I hope you get through this. I still get the blues time to time every so often, but I've definitely had some times (sometimes several months) were I was just absolutely at the bottom of the deepest depths of the ocean. Absolutely dead inside, already gone. But then I got up, got back out there, focused more on what mattered in my life - regardless to what was just required. I figure, I'm not a huge fan of living, but I still want to enjoy it as much as possible and maintain a circle of care and trust around those that really do matter through unquestionable mutual benefit. Understanding more and more of the absolute empirical reality behind my situation is also comforting. It seems like the reality is what's painful _at first_, but understanding more and more aspects of the reality allows you to take further control of it too and make things work "better" for you in your life.

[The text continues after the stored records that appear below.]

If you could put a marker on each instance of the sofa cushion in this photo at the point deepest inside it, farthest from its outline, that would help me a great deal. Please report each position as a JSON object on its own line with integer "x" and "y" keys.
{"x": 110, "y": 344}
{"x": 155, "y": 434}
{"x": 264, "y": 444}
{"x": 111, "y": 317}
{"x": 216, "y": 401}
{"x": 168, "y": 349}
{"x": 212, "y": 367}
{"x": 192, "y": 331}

That extra control provided through holding extra awareness and knowledge of your current situation can get you through this. I feel like I know what problems I have, but I also know what advantages I have in the world too. My problems are less common, but my abilities are also less common according to my observations of other people throughout my entire life. Is this how you feel too? Do you have certain unique and less common abilities? They can compensate for your weaknesses. Embrace them!



koastN said:


> i had a MAJOR set back due to a migraine i guess. DEPRESSED OUT OF MY MIND. DROPPED OUT OF SCHOOL.


I also had a major set back earlier this year too and... it was hard. One of the hardest times in my life. I didn't get to transfer over to a university for the spring (complex situation - grades were above average), so I was stuck looking for temp work instead. Well, it was horrible. I finally found something by April though and didn't get to really start till May. Wasn't the best job, but it got me out in the world again. I still remember how happy I was to just have "SOMETHING" after what was such a dull beginning of the year. Woke me up to new things. Gave me enough courage to set my horizons further and apply for grants to a private college and...what do you know...things worked out. Back in school, the depression is way lower. Being idle caused the worst depression of all. I say we gotta get out there and physically make an effort to survive in order to... mentally survive.







It's busy, but it's a "good" busy. Whether it's work or college or surviving in the wild - it's the added adventure that counts. Things "are" better when your less idle. That about sums it up. Being a part of something.


----------